In Europa, Afrika, Arabien, Amerika erleben wir einen Aufschwung der Rebellion der Jugend, besonders seit Ende 2010/Anfang 2011. In Tunesien, Ägypten, Libyen, Jemen, Oman und anderen Ländern von Nordafrika und Arabien waren Jugendliche als erste auf der Straße gegen die autokratischen Regimes und bringen die größten Opfer im Kampf. In Zentralasien und im Kaukasus häufen sich anhaltende demokratische Jugendproteste, aber auch in Kroatien und Mazedonien. In Südeuropa griffen Jugendliche das Signal aus Nordafrika auf. In Spanien wurden wochenlang zentrale Plätze besetzt mit Elementen der direkten Demokratie. In Deutschland belebte sich die Rebellion der Jugend 2009 im Zuge der Bildungsproteste. Seit Mitte 2010 verlagerte sich der Schwerpunkt auf die Umwelt. In Chile kämpfen seit Monaten zehntausende von Schülern und Studenten gegen die von der EU forcierte Privatisierung der Bildungspolitik, was sich zunehmend mit Kämpfen der Bergarbeiter und des Volksprotestes durchdringt. Die Jugendrebellion hat eine klare internationale Tendenz, die Proteste nehmen Bezug aufeinander, lernen voneinander, solidarisieren sich.

Ausgeprägt ist ihr demokratischer Anspruch, die Kritik an der Perspektivlosigkeit im Imperialismus, die Ablehnung der etablierten bürgerlichen Parteien und Institutionen – aber auch die weitgehend fehlende Klarheit über positive Ziele und Alternativen, eine Organisationsfeindlichkeit, ein kleinbürgerlicher Führungsanspruch „der Jugend“ und verschiedene antikommunistische Einflüsse.

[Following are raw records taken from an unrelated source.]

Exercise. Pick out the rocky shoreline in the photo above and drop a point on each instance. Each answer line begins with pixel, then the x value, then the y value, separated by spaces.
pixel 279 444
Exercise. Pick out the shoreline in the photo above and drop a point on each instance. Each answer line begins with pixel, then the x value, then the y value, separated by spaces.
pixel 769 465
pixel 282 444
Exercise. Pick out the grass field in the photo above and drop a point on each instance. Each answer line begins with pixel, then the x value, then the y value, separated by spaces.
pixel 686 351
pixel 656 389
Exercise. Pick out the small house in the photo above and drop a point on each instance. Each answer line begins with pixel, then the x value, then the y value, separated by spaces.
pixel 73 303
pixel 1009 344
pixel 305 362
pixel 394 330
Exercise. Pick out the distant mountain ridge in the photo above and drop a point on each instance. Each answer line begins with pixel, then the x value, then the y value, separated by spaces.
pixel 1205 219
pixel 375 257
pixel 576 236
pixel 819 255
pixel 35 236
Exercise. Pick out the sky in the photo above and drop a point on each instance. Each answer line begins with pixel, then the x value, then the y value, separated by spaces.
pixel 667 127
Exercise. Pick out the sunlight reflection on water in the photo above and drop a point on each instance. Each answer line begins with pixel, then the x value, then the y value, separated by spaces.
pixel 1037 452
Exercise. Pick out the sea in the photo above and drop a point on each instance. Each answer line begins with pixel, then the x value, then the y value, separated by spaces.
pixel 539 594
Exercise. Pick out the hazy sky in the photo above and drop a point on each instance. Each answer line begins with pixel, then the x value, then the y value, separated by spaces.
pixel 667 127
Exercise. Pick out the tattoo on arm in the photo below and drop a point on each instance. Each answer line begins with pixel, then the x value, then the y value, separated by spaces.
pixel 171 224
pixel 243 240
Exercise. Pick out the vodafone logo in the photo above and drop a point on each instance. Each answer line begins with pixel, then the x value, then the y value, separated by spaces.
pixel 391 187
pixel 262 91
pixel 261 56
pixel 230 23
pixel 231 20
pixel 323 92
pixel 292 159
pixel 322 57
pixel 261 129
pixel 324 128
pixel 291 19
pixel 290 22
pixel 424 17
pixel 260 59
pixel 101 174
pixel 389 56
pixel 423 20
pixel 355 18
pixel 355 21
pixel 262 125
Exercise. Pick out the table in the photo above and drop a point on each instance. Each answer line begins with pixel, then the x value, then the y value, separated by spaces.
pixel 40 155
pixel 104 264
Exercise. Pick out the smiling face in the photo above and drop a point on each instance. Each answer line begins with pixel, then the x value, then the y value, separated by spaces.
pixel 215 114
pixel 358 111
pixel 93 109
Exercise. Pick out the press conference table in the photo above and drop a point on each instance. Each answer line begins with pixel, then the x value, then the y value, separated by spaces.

Auf den Punkt gebracht reiche es aus, eben „empört“ zu sein. Der „Vater“ dieses Slogans, Stéphane Hessel, propagiert ausdrücklich, dass diese „Empörung“ in neue Vereinbarungen mit den ausbeuterischen Unterdrückern münden muss und auf keinen Fall revolutionär sein darf. Sein großes Vorbild ist ausgerechnet General de Gaulle, der 1968 vor der französischen Jugend- und Arbeiterbewegung zu den in Deutschland stationierten französischen Truppen flüchten musste. Natürlich muss sich die Jugend „empören“ über die herrschenden Zustände; sie braucht aber auch einen langen Atem, eine gute Organisation und einen klaren Kopf, damit sie gesellschaftsverändernd sein kann.

Der internationale Aufschwung der Rebellion der Jugend ist ein begeisterndes Signal für kommende Arbeiter- und Volkskämpfe. Er ist aber auch eine Herausforderung an die Verwirklichung der Lebensschule der proletarischen Denkweise in der Rebellion der Jugend. Nur so kann der Widerspruch zwischen Aktivität und Rebellion der Jugend auf der einen Seite und ihrer gleichzeitigen Anfälligkeit für die kleinbürgerliche Denkweise gelöst werden. Dabei baut die MLPD auf ihren Jugendverband REBELL, der in den letzten Monaten an Stabilität, rebellischer und internationalistischer Attraktivität gewonnen hat. Der Aufbau solcher marxistisch-leninistischer Jugendmassenverbände und ihre internationale Zusammenarbeit erhält eine zunehmende Bedeutung. Jeder, der dies in Deutschland unterstützen möchte, kann dies durch Spenden, durch praktische Unterstützung, Werbung für den REBELL oder die Mitgliedschaft in der MLPD tun.